Ray keeps repeating a cycle of resurrection and vengeance until he learns the truth and is able to break away from Harting’s control. Which then sets him up against a couple of other enhanced former soldiers, including Navy SEAL Jimmy Dalton (Outlander’s Sam Heughan), who has bionic legs and Tibbs (Alex Hernandez), a blind former sniper. He finds help from former swimming champion KT (Eiza Gonzalez, from Baby Driver) who has been given enhanced breathing capabilities by Harting.

Bloodshot is an origin story for the character created by Kevin Van Hook, Bob Layton and Don Perlun, and published by Valiant Comics. This generic superhero adaptation is based on the graphic comic book about a cybernetic super soldier and remains reasonably faithful to the source material in tone. The comic books have sold over 7 million copies and is the most popular character in the Valiant Comics universe. The script has been written by Jeff Wadlow (the recent Fantasy Island, etc) and Eric Heisserer (Bird Box, Lights Out, etc) and it follows the genre tropes of many other films about enhanced warriors such as Universal Soldier, Robocop and the like, with a touch of Edge Of Tomorrow and Source Code thrown in for good measure. But it adds little that is fresh, and some of the dialogue is clunky and cliched. It also has a high body count.

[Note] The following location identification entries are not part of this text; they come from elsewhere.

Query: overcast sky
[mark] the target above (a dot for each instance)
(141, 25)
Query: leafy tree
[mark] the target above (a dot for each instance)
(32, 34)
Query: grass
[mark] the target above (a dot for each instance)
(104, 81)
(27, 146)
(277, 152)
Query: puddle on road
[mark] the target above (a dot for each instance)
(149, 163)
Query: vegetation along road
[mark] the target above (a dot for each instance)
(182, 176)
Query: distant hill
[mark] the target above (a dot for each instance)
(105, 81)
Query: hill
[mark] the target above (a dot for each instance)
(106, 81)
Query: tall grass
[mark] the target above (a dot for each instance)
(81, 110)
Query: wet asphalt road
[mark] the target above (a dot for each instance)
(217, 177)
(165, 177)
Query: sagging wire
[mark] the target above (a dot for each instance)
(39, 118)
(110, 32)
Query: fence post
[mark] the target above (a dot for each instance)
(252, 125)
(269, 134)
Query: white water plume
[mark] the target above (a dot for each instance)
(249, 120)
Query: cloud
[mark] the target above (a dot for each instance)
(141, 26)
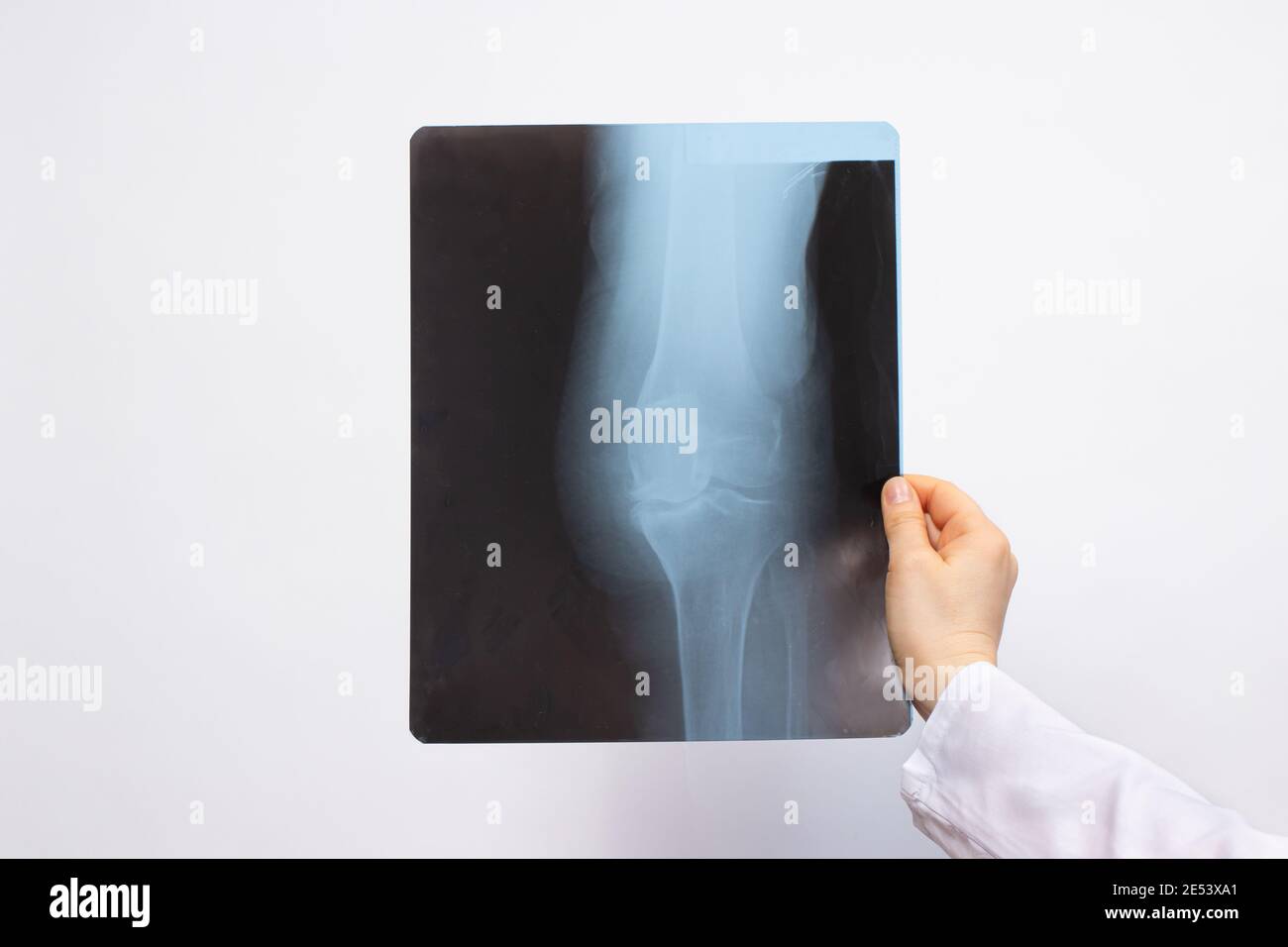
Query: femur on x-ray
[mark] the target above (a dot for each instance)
(655, 394)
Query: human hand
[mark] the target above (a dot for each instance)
(949, 581)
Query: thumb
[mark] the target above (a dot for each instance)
(905, 519)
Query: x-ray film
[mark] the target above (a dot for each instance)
(655, 389)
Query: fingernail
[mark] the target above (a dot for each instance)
(898, 491)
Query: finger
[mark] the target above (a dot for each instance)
(905, 519)
(949, 509)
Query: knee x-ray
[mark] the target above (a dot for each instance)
(655, 394)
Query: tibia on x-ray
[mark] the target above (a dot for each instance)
(697, 302)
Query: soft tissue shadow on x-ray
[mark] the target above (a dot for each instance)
(745, 577)
(700, 295)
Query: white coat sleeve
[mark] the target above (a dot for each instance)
(1000, 775)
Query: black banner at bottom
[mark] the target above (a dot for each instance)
(333, 896)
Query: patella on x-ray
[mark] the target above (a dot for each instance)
(655, 397)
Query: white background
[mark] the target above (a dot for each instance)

The film has been directed by David S F Wilson, who hails from a background in visual effects and video games, making his directorial debut here. While this stands him in good stead for this special-effects heavy action movie, his lack of experience is obvious with some pacing problems and his clumsy handling of some of the key action sequences. Some of the choreography of the fight sequences is inept, and the choppy editing from Jim May (Cowboys & Aliens, etc) renders them muddled. 

The testosterone fuelled action has been unimaginatively shot by cinematographer Jacques Jouffret, who previously shot the kinetic action thriller Mile 22. A key sequence involving Bloodshot killing his nemesis Martin Axe is gloomily lit and murky.

Bloodshot is intended to kickstart another potential superhero franchise, and another franchise for Fast & Furious star Diesel. The film is a perfect vehicle for the muscular action star here and makes good use of Diesel’s imposing physical presence and brawn, but his performance is basically a one-note repetition of many of the other one-dimensional screen characters he has played. While he acquits himself well in the action sequences, he mumbles or growls his dialogue, and brings little real emotion or depth to his performance.

Pearce, who replaced Michael Sheen, tries to bring some depth and emotion to his performance as the scientist with a God-complex, but his character is pretty much a walking cliche. Lamorne Morris (from New Girl, etc) brings some much-needed humour to proceedings as IT nerd and genius programmer Wilfred Wiggans who becomes Ray’s ally in defeating Harting.

The film is driven by an interesting premise, but this lacklustre, derivative and cliched film is unlikely to produce a sequel. Bloodshot is not terrible, but it is mainly one for fans of the comic book.